Gaz-System podpisał umowę z niemiecką firmą GASCADE Gastransport GmbH na rozbudowę granicznej stacji pomiarowej Mallnow. Inwestycja, której kosztami podzielą się obie strony, umożliwi pomiar ilości gazu przesyłanego na wschód. Teraz pomiary mogą dotyczyć jedynie gazu płynącego do Niemiec. Zgodnie z umową GASCADE do końca 2013 r. ma zakończyć inwestycję.
To rozwiązanie ma zwiększyć nasze bezpieczeństwo energetyczne na wypadek awarii lub zatrzymania przesyłu paliwa przez Rosjan. W takim przypadku polska strona będzie mogła kupić gaz w Europie i za pośrednictwem gazociągu jamalskiego przesłać go do kraju.

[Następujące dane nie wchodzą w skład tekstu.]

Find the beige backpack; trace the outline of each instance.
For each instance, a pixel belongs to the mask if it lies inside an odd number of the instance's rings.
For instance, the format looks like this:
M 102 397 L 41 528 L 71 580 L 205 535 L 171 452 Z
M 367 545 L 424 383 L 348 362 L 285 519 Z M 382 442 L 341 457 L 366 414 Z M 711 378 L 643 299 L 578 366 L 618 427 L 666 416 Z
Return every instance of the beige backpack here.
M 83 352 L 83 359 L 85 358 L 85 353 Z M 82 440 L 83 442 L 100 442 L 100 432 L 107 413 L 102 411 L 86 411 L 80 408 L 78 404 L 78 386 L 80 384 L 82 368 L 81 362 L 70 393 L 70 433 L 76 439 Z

Teoretycznie może to być też surowiec rosyjski, pochodzący z bałtyckiego gazociągu Nord Stream. Techniczne możliwości przesyłu gazociągiem jamalskim to ok. 30 mld m sześc. gazu rocznie.
– Fizyczny rewers na gazociągu jamalskim będzie dodatkowym elementem podwyższającym bezpieczeństwo transportu gazu do Polski, np. w sytuacjach awaryjnych. Będzie też wypełnieniem wytycznych unijnych dotyczących standardu infrastruktury przesyłowej – mówi prezes Gaz-Systemu Jan Chadam. Zobowiązuje do tego rozporządzenie Parlamentu Europejskiego i Rady UE z października 2010 r. w sprawie środków zapewniających bezpieczeństwo dostaw gazu ziemnego. Jak podkreśla europoseł PiS Konrad Szymański, uruchomienie rewersu to istotny krok z punktu widzenia liberalizacji rynku gazu w UE. – Do tej pory mieliśmy niezłe prawo, ale często brak fizycznych możliwości jego wdrażania. Przez ostatnie lata staraliśmy się pokazać, że Jamał nie jest wyłączony spod unijnych reguł gry i wprowadzenie możliwości fizycznego rewersu to potwierdza – tłumaczy.
Dziś na Jamale działa rewers wirtualny. Pozwala na kupowanie gazu u niemieckich kontrahentów Gazpromu i odbieranie go z dostaw płynących do Niemiec gazociągiem jamalskim przez Polskę. Maksymalnie można tą drogą sprowadzić 2,6 mld m sześc. rocznie.